Does the digital implant workflow improve predictability, consistency, and efficiency?
The success of an implant-supported restoration is highly dependent on the accuracy of diagnostic images and models, as well as effective communication between the clinician, the laboratory, and relevant third parties.
The evolution of digital dental equipment and software has improved both of these factors immeasurably over the past few years. It is now possible to achieve predictable results more consistently and far more efficiently than traditional analog alternatives.
One of the main reasons for this improvement is the ability to integrate all digital equipment and software used throughout the entire digital workflow, from diagnosis to placement of the final restoration.
The digital implant workflow starts with intraoral scanning, data capture. Due to their incredibly realistic 3D scans, intraoral scanners are a realistic representation of different materials in the mouth and are capable of showing the most complex details. This shows all the spikes and cutting edges. Combined with automatic articulation, it makes it much easier to design the restoration.
After the digital images are captured, they are loaded into the digital implant planning software. This combines surface scanning and CBCT scanning to give the picture in all its 3D glory.
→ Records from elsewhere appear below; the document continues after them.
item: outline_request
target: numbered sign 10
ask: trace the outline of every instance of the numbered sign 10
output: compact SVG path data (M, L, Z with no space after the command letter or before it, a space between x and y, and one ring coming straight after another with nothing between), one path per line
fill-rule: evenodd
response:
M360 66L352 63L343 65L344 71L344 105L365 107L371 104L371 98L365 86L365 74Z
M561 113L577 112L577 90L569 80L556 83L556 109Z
If the final restoration has been predesigned, for example using a bedside system, it will appear in the software so that the implant can be designed to support it.
This powerful and intuitive software has all the tools needed to plan the optimal placement of the implant. This includes nerve channel monitoring, choosing the preferred implant and abutment systems, and then customizing the design to the needs of each individual case.
Once complete, users can send the design files via software to any third-party partner, such as your lab, if they are shaping your surgical guide.
After implant placement, the prepared area is sent to the laboratory via a second digital impression. Here it is exported directly to software such as Inlab.
Here the technician can order a patient-specific abutment directly. Can edit the design as needed before ordering the abutment. They can then immediately integrate the files with Inlab to design the restoration. Inlab also takes into account the surrounding tooth structure captured in the digital impression. Therefore, at each stage, the artificial intelligence in the software uses algorithms and data analysis of previous cases to provide a workable recommendation, do most of the work automatically and provide a faster, more efficient process.
The complete integration of digital images throughout the entire digital implant workflow has revolutionized the way the dental team works together.
It means full visibility at every stage. And it greatly improves communication between clinician, technician, third parties and patient.
Even more excitingly, in addition to the benefits of current practice, the introduction of digital equipment and software provides access to other treatment modalities such as orthodontics. These will help expand the practice to meet the new demands of patients.